Documentary-Making in Ra, Fiji
The following report was written by Jack Millar.
This report looks to summarise my documentary work over the summer of 2024 in Fiji. This was made possible through the generous award given by the Trinity Hall Association which contributed to the equipment and software costs of documentary making. I extend my thanks to the committee and the wider Trinity Hall community for making this possible.
At the start of the month in August I headed out to Fiji, with a bag packed with lenses, tripods, and portable chargers, planning to delve generally into the discourses and politics surrounding climate and conservation. As a Social Anthropology and Politics student this trip was key for my final year dissertation, but I felt it was extremely important to justify my position in the field, especially with the carbon emissions it took to get there! As such the Trinity Hall Award for volunteering beckoned to me and I began searching for ways to remain engaged with the politics of my academic subject as an activist.
Fiji is a country comprised of 330 islands, just over a hundred of which are inhabited. It is ranked as one of the most vulnerable nations to anthropogenic climate change and is one of the UN’s PSIDS (Pacific Small Islands Developing States) alongside countries such as Tuvalu and Kiribati. I have a close relationship with many in Fiji, as I have family there, and have spent last summer conducting ethnographic research for the Laidlaw Scholars Programme. Therefore, I was able to engineer and plan a shooting and production outline for my stay to foreground consensual storytelling and interviews with I-Taukei (indigenous) communities in the northeastern mainland province of Ra.
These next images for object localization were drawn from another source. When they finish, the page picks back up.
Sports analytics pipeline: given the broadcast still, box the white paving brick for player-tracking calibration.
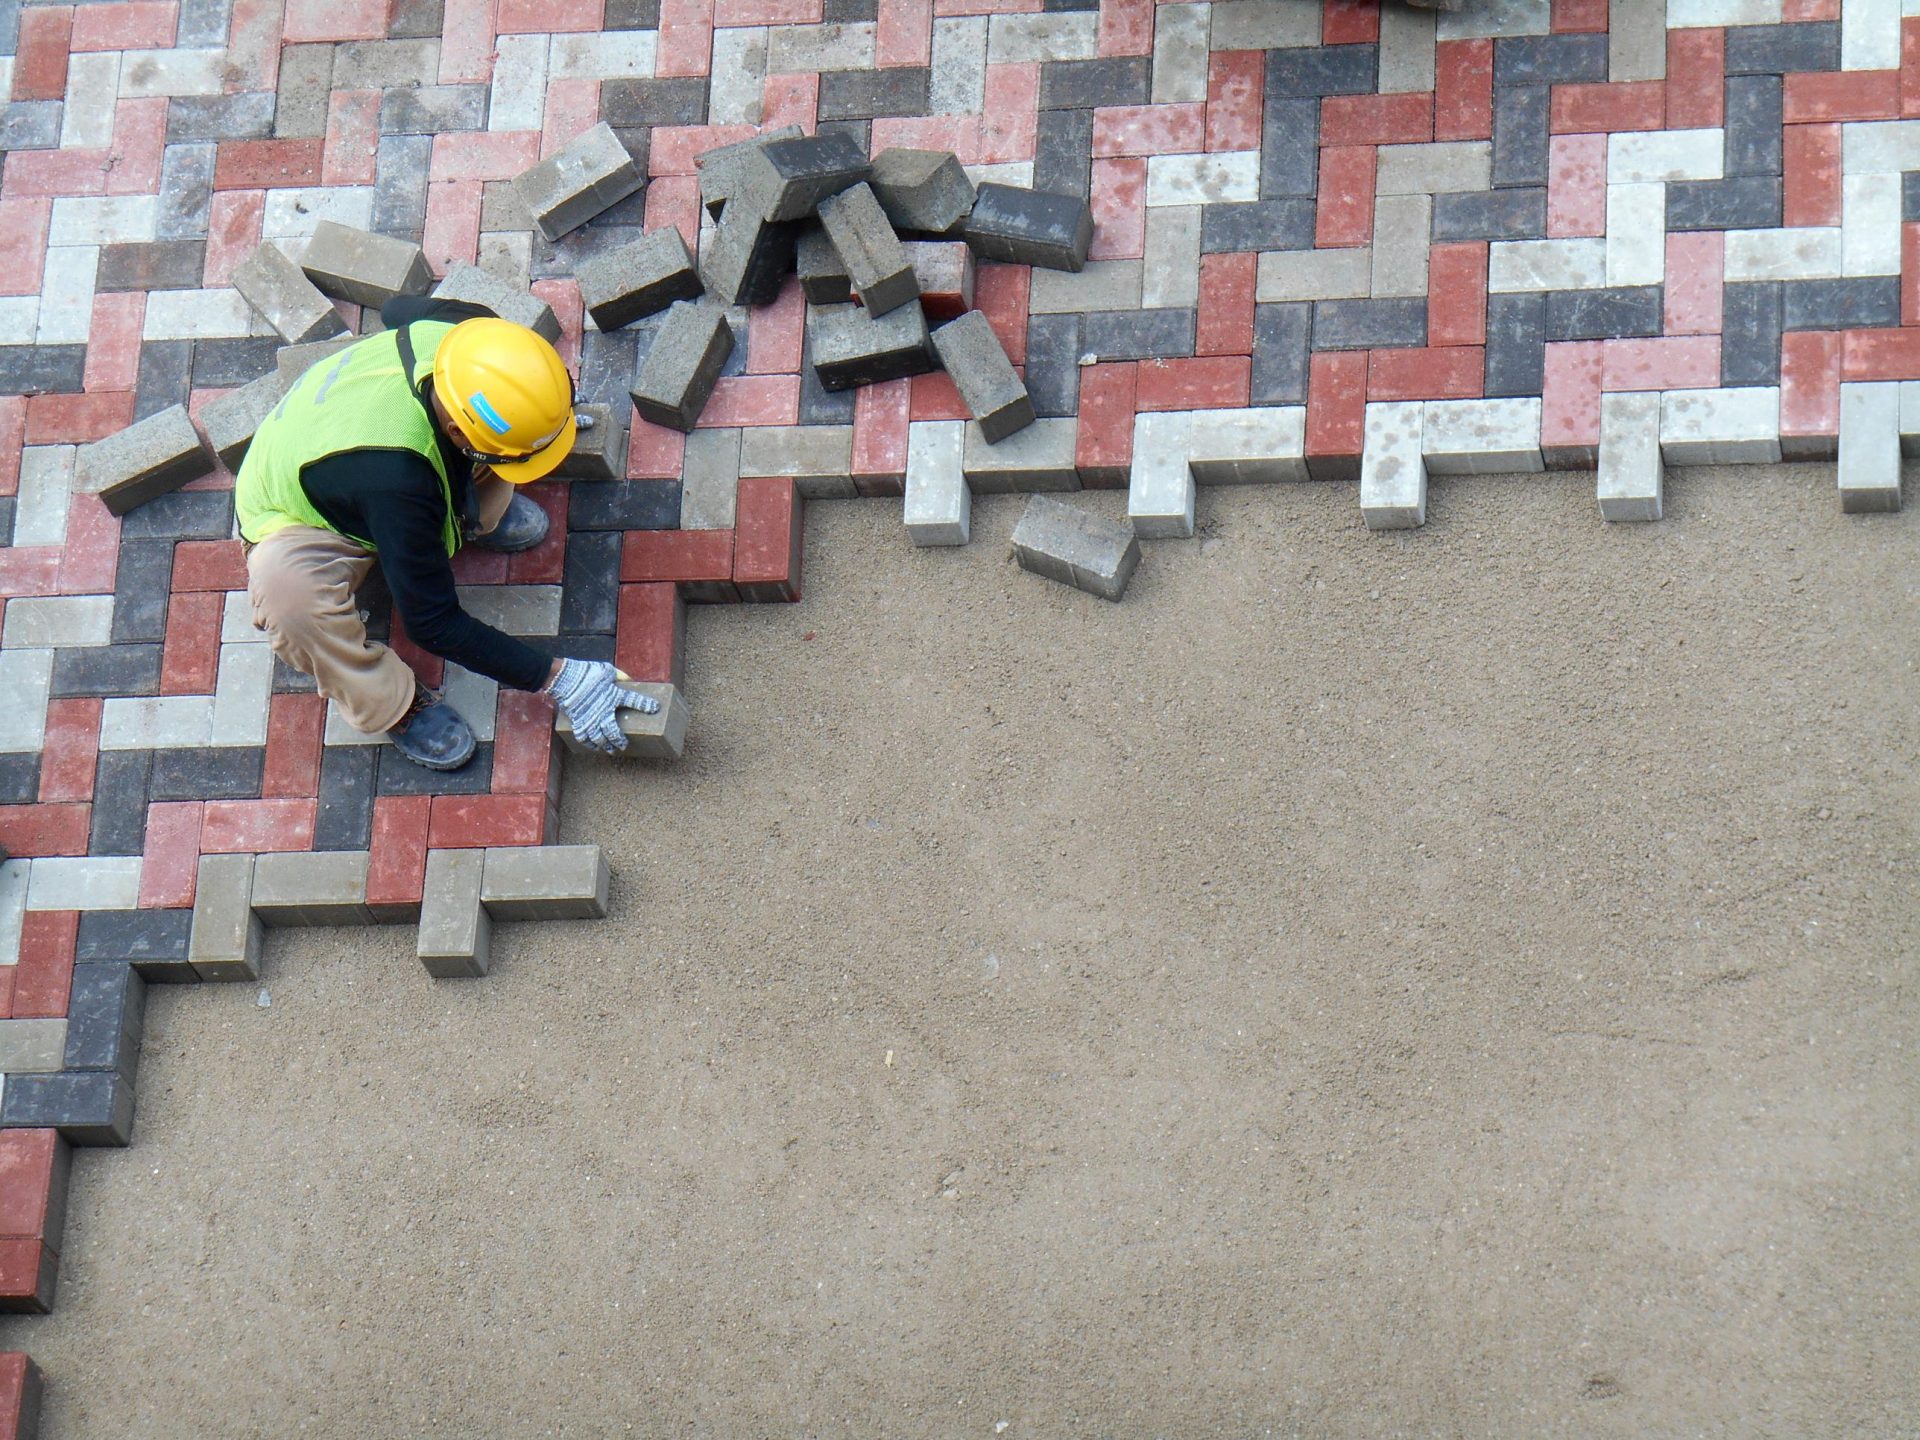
[986,12,1097,63]
[442,663,500,742]
[210,641,276,747]
[324,704,389,746]
[1375,142,1491,195]
[1,596,114,650]
[488,34,550,133]
[222,590,267,644]
[1597,390,1664,522]
[548,30,656,79]
[1256,247,1373,302]
[929,16,987,115]
[1665,0,1778,23]
[49,194,159,248]
[1840,120,1920,174]
[144,287,257,339]
[25,857,142,912]
[455,585,563,635]
[903,421,970,547]
[1437,0,1550,38]
[1128,410,1196,538]
[1898,379,1920,456]
[11,447,76,550]
[1722,226,1844,281]
[1841,173,1902,276]
[1605,182,1667,287]
[1360,401,1427,530]
[1838,381,1903,513]
[60,51,120,149]
[709,27,768,125]
[1607,128,1724,184]
[1422,398,1544,475]
[261,186,376,238]
[1141,205,1201,308]
[116,47,227,96]
[1842,0,1902,70]
[0,297,39,347]
[1487,237,1608,292]
[1659,386,1782,465]
[1150,3,1211,104]
[964,161,1032,188]
[0,861,27,967]
[0,651,54,753]
[767,22,876,72]
[36,246,98,346]
[99,695,215,750]
[1144,151,1260,206]
[1186,407,1308,484]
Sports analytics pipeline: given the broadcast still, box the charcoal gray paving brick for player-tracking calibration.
[1721,281,1782,386]
[1012,494,1139,601]
[98,239,207,291]
[274,43,333,138]
[1905,172,1920,223]
[273,658,319,692]
[798,341,858,424]
[166,92,276,141]
[1033,108,1094,199]
[1725,22,1838,74]
[554,403,628,480]
[1666,175,1781,231]
[1782,277,1899,332]
[110,540,175,643]
[373,133,432,236]
[1024,313,1081,417]
[117,490,233,540]
[701,208,798,306]
[432,263,562,340]
[0,753,38,805]
[1260,97,1319,198]
[1724,74,1783,177]
[1494,33,1606,85]
[233,241,350,344]
[150,746,264,800]
[1252,302,1312,404]
[567,479,682,530]
[1483,293,1546,397]
[603,77,710,129]
[134,339,194,421]
[826,0,877,17]
[0,345,86,394]
[736,132,872,222]
[535,219,648,282]
[389,0,447,39]
[631,300,734,431]
[311,745,375,845]
[577,227,702,332]
[0,1072,135,1146]
[1201,198,1316,253]
[605,0,660,27]
[866,148,977,237]
[1080,307,1195,361]
[964,184,1093,270]
[514,122,646,242]
[88,750,152,857]
[375,742,493,796]
[820,67,931,120]
[73,405,213,516]
[1492,83,1549,189]
[1432,188,1546,241]
[76,908,195,978]
[201,370,290,469]
[0,100,62,150]
[797,224,853,303]
[695,126,805,218]
[561,531,622,634]
[1312,297,1427,351]
[808,301,936,389]
[54,645,163,698]
[1544,286,1664,341]
[301,220,434,307]
[1266,44,1376,96]
[819,182,919,315]
[179,0,233,45]
[1040,56,1150,109]
[379,85,485,135]
[154,140,214,239]
[192,336,280,389]
[932,310,1034,441]
[64,963,147,1080]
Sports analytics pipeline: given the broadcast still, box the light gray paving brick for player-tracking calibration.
[1140,205,1201,309]
[932,311,1033,442]
[1437,0,1550,38]
[1607,128,1724,184]
[188,853,262,982]
[1145,152,1260,206]
[11,448,74,550]
[548,32,657,79]
[0,1020,70,1075]
[48,195,155,249]
[300,221,433,307]
[454,585,563,635]
[818,183,919,315]
[808,301,936,389]
[274,43,334,138]
[1841,120,1920,175]
[24,856,141,910]
[232,241,349,345]
[553,402,627,481]
[930,17,988,116]
[1256,248,1372,302]
[263,186,377,240]
[276,335,357,387]
[201,371,289,471]
[1898,379,1920,458]
[1150,2,1210,104]
[1842,174,1902,277]
[1029,259,1144,314]
[1422,397,1544,475]
[1186,407,1308,484]
[118,47,227,97]
[961,417,1078,492]
[577,227,701,332]
[767,21,877,71]
[1209,0,1320,49]
[1605,182,1666,287]
[630,300,734,430]
[1838,381,1903,513]
[73,405,212,516]
[1609,0,1668,80]
[1723,227,1842,282]
[0,861,27,966]
[1011,494,1140,602]
[987,12,1097,63]
[61,53,119,149]
[695,126,805,219]
[709,27,768,125]
[432,263,562,340]
[903,420,970,546]
[418,849,490,978]
[478,231,535,291]
[1360,401,1427,530]
[98,695,213,751]
[1487,237,1608,292]
[739,424,855,498]
[1659,386,1782,465]
[334,39,443,89]
[1598,390,1664,521]
[2,597,114,651]
[210,641,275,747]
[489,34,550,133]
[36,246,97,346]
[480,845,610,922]
[1128,410,1196,538]
[555,682,689,759]
[142,287,256,340]
[1842,0,1901,71]
[1378,2,1436,93]
[680,427,741,528]
[512,122,645,243]
[1370,193,1433,298]
[249,851,373,926]
[1375,142,1492,195]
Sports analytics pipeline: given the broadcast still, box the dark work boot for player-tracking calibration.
[469,491,550,553]
[387,685,477,771]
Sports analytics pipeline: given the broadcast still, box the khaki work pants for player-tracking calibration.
[246,475,514,735]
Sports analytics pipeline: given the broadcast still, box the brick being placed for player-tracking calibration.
[1360,401,1428,531]
[479,845,610,922]
[1837,382,1902,515]
[738,425,856,499]
[73,405,213,516]
[299,220,434,308]
[903,420,970,546]
[807,301,937,390]
[418,849,489,978]
[1128,410,1196,538]
[552,403,628,481]
[796,226,852,305]
[554,681,689,758]
[732,131,871,223]
[431,263,562,342]
[1011,494,1141,602]
[816,183,919,317]
[963,184,1095,272]
[630,301,735,432]
[867,149,976,237]
[696,125,805,219]
[248,850,373,927]
[961,418,1078,493]
[1597,391,1664,523]
[701,208,798,308]
[512,122,645,242]
[200,371,290,470]
[931,310,1034,443]
[905,242,974,321]
[1186,407,1309,484]
[576,228,702,332]
[231,241,348,345]
[187,852,262,982]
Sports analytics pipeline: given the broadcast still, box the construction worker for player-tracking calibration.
[236,297,657,769]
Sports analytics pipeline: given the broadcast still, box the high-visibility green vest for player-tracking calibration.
[236,322,463,554]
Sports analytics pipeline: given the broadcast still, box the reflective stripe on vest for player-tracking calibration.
[235,322,462,555]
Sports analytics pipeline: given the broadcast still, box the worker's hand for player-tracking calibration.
[545,658,660,754]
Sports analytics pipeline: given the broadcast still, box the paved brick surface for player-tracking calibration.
[0,0,1916,1422]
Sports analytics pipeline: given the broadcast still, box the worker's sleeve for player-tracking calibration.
[358,461,555,693]
[381,296,497,330]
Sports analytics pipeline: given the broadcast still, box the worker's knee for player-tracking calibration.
[248,547,356,651]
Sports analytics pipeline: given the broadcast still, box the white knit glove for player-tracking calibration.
[545,659,659,754]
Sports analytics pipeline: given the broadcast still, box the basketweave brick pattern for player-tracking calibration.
[0,0,1915,1424]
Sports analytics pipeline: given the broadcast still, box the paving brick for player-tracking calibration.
[1079,306,1195,360]
[417,846,489,977]
[1265,42,1377,97]
[728,131,870,225]
[1,1071,134,1146]
[509,122,645,243]
[299,219,433,307]
[630,300,735,432]
[576,228,701,334]
[1357,399,1427,529]
[1658,385,1782,465]
[700,207,799,308]
[964,184,1094,271]
[1011,494,1138,600]
[1836,380,1902,513]
[184,850,258,980]
[814,182,916,315]
[73,906,192,978]
[555,678,687,757]
[431,263,561,342]
[231,240,346,346]
[1419,396,1543,473]
[1126,409,1193,536]
[0,1021,70,1076]
[62,961,146,1079]
[1596,388,1663,520]
[902,419,969,545]
[1258,96,1320,198]
[733,474,804,603]
[1491,82,1550,188]
[928,310,1033,442]
[96,238,208,292]
[807,300,936,389]
[199,370,289,471]
[548,402,626,482]
[478,844,608,921]
[71,405,211,517]
[1311,297,1428,351]
[959,416,1078,493]
[249,849,372,926]
[1185,405,1308,483]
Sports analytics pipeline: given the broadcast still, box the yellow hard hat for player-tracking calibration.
[431,317,577,484]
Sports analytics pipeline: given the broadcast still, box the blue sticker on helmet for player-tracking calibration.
[469,391,512,435]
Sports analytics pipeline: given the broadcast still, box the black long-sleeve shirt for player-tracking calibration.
[299,297,552,693]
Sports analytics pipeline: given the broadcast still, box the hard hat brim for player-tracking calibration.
[493,410,577,484]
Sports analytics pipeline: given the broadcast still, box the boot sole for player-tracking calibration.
[387,735,478,772]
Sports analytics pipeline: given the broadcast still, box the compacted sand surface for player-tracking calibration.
[3,466,1915,1437]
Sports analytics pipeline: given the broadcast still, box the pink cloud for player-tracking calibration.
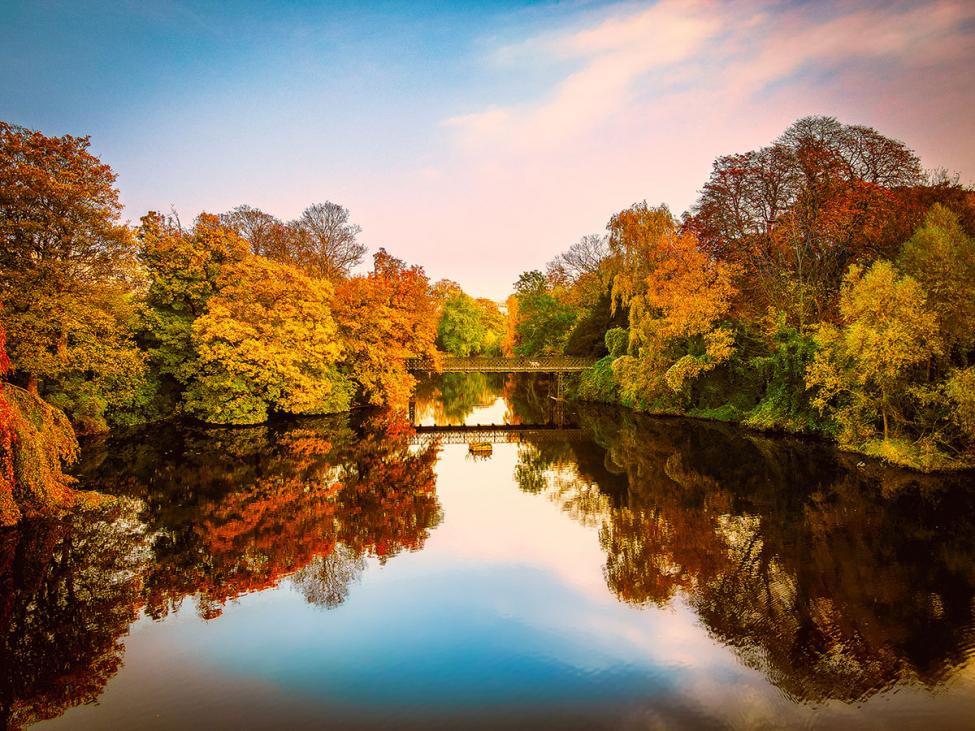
[348,1,975,298]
Titling my documentary Kaiwai (people from and of the ocean) I spent a month with friends- a family business of I-Taukei SCUBA divers- as I was extremely curious to hear their memories and relationship with the ocean. Drawing from long fascinating conversations around the tanoa (a bowl used for drinking Kava) about values, missionaries, science, and the importance of family, I was inspired by the latter the most. I want my documentary to highlight the importance and vibrance of the environment and ocean in tandem with complicated but joyful relationships to it. I hope that the value of the wai (water) shines through on its own terms, helped hopefully by some amazing diving footage, but also in the manner that it acts to bring families and people together around this common resource- the way it allows people to engage with their past and their own identity and hopes for the future.
After this month I headed down to the capital of Fiji, Suva, to stay and interview a close friend, Helen Sykes, who has worked in conservation and marine tourism for over 30 years. It was fascinating to get her insight over a couple of weeks on the ways in which sustainable tourism and fisheries management looks to map onto existing I-Taukei customs and values, rather than attempting to over-write them.
I hope to finish the production process over the winter break before promoting my film around Cambridge, and hopefully back in Fiji with the aid of a translation. I hope to be able to start a discussion and perception of Fiji here in Cambridge as the PSIDS remaining in view is vital to their attempts to show, as one of my participants stated, “where climate change will hit first, hardest and most unjustly”. Hopefully this humble goal can build going forwards- watch this space!